Answer: Histamine is a neurotransmitter that is synthesized mainly by two populations: a small patch of cells in the hypothalamus of the brain called the tuberomammillary nucleus (TMN) and mast cells.
Histamine is an organic chemical signaling molecule that the body uses. A wide variety of behavioral responses are affected by histamine signaling, including itch, blood vessel dilation, immune signaling, and inflammation.
In the nervous system more specifically, histamine is used as a neurotransmitter.

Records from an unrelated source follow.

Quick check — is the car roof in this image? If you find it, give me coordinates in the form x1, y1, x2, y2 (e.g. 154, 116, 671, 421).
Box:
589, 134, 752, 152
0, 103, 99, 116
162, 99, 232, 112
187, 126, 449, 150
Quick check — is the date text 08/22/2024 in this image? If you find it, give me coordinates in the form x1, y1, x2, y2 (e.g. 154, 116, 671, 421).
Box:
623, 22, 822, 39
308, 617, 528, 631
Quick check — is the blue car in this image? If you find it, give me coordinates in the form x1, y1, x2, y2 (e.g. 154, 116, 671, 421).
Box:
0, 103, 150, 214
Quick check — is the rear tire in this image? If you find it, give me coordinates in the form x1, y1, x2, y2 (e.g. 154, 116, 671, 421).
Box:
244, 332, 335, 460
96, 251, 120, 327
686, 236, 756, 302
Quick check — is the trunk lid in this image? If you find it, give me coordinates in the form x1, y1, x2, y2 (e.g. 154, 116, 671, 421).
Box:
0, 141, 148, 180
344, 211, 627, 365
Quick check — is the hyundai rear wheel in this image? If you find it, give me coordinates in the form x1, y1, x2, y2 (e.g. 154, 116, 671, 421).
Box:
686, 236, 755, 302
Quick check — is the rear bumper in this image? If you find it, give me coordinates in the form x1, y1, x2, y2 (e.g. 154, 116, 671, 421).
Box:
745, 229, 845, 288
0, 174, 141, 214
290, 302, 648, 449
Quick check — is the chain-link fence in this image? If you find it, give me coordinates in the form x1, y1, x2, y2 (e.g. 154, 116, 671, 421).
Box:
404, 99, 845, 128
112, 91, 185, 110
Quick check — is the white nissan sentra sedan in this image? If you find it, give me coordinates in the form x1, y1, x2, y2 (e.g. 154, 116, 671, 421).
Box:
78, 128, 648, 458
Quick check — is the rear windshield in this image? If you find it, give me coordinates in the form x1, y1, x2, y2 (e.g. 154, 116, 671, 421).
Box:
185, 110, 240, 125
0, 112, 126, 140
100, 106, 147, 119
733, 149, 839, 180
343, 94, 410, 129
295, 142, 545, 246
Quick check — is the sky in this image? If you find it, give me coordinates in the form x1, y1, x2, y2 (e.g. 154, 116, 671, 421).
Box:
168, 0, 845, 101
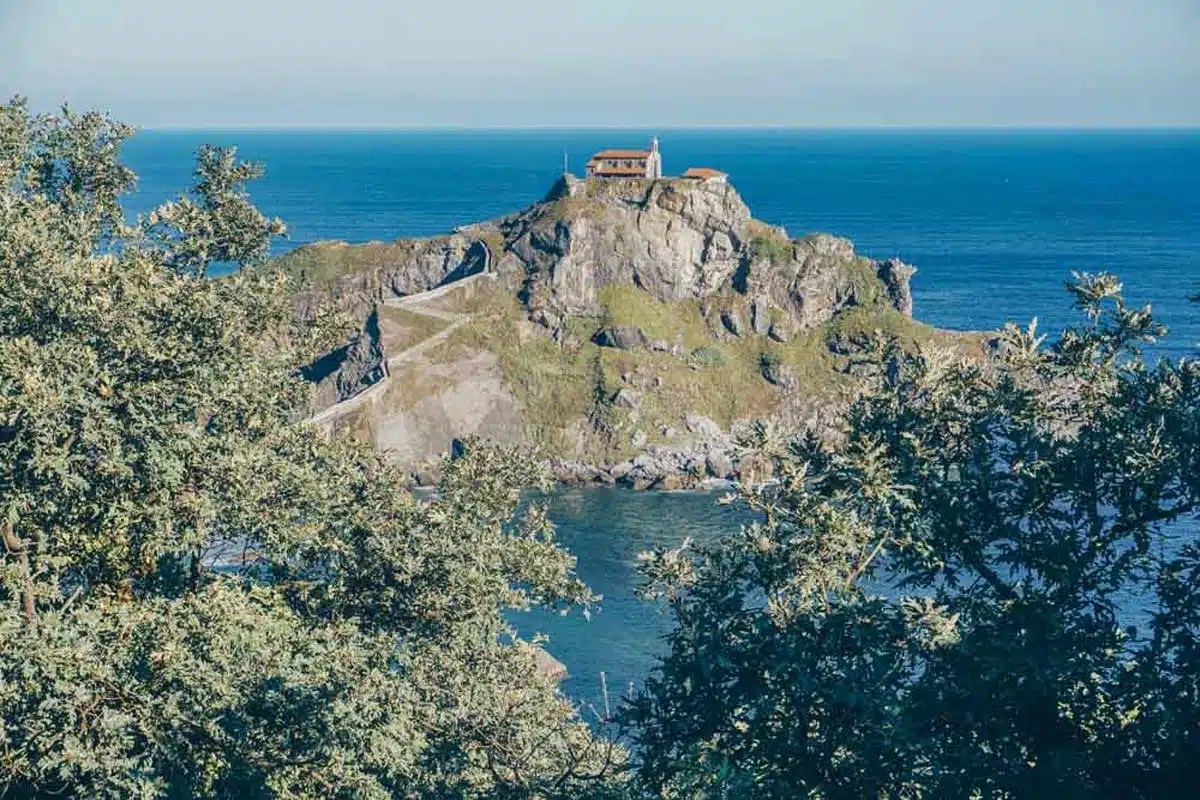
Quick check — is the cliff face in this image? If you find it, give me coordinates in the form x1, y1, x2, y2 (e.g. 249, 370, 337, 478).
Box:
281, 175, 914, 404
499, 176, 914, 331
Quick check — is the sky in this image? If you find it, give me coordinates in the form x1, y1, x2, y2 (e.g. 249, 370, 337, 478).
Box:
0, 0, 1200, 127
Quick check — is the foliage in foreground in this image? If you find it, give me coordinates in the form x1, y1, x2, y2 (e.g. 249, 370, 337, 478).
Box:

Histamine signals to neurons by activation of one of four classes of receptors, named H1 through H4. The major center of histamine producing neurons in the brain are located in a region of the hypothalamus called the tuberomammillary nucleus, or TMN for short.
In the brain, histamine is responsible for meditating behaviors related to sleep and wake. Activation of histaminergic neurons in the TMN promotes wakefulness, and inactivation of these neurons leads to sleepiness - which accounts for why some antihistamines cause drowsiness.
It's also worth noting that almost half of all brain histamine is derived from non-neuronal cells. Mast cells are pro-inflammatory immune cells that respond to allergic stimuli. In a genetic model of mast cell deficient mice, the mice were observed to have unusual REM and slow-wave sleep patterns in response to histamine antagonists and an increase in anxiety and depressive behaviors (Histamine from Brain Resident MAST Cells Promotes Wakefulness and Modulates Behavioral States).
One way to identify sites of histamine production is to immunostain against the enzyme histidine decarboxylase (HDC). HDC is the biosynthetic enzyme that converts the amino acid histidine into histamine. As far as we know, this pathway is the only route by which histamine can be synthesized. Antibodies against HDC are commercially available.